En ce qui concerne l’imposition des personnes physiques, le travailleur qui a sa résidence fiscale à l’étranger est imposé à l’étranger pour tous les jours pour lesquels il travaille à l’étranger. Les jours qu’il preste en Belgique et qui sont rémunérés par l’employeur belge seront, en revanche, imposés en Belgique.
En revanche, si le travailleur conserve sa résidence fiscale en Belgique, il doit être fait application de la ‘règle des 183 jours’. Bien que cela doive toujours être vérifié dans la convention en matière de double imposition pertinente, le travailleur pourra habituellement continuer à être imposé intégralement en Belgique si i) il n’est pas présent plus de 183 jours dans l’autre pays (par année civile ou par période de 12 mois en fonction de la convention en matière de double imposition pertinente), ii) le salaire n’est pas payé par ou au nom d’un employeur établi dans l’autre pays et iii) le salaire n’est pas supporté par un établissement stable de l’employeur dans l’autre pays. Si une de ces conditions n’est pas remplie, le travailleur sera imposé à l’étranger pour les jours prestés à l’étranger.

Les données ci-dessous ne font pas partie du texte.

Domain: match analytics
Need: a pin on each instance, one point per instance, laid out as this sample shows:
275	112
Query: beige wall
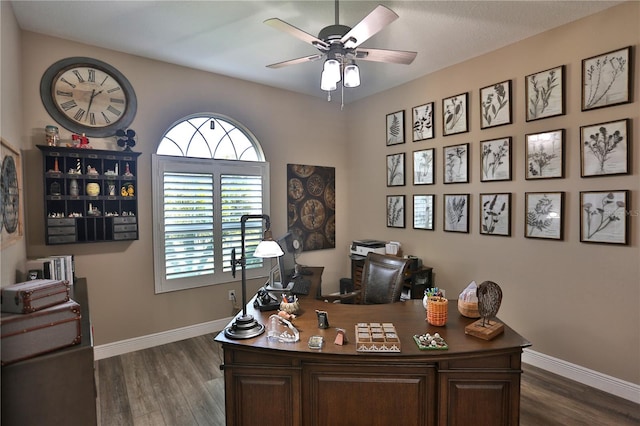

Il est à noter que la Belgique a conclu des accords avec les Pays-Bas, la France, le Luxembourg et l’Allemagne qui neutralisent les jours prestés à l’étranger en raison des mesures liées au COVID-19 pour les travailleurs transfrontaliers et ce, jusque fin 2020 (sauf prolongation).
Conclusion: le télétravail partiel ou non, temporaireou structurel à l’étranger peut avoir un impact important sur un certain nombre de points. Il est donc indiqué de bien en analyser les conséquences à l’avance et d’élaborer une politique à cet égard.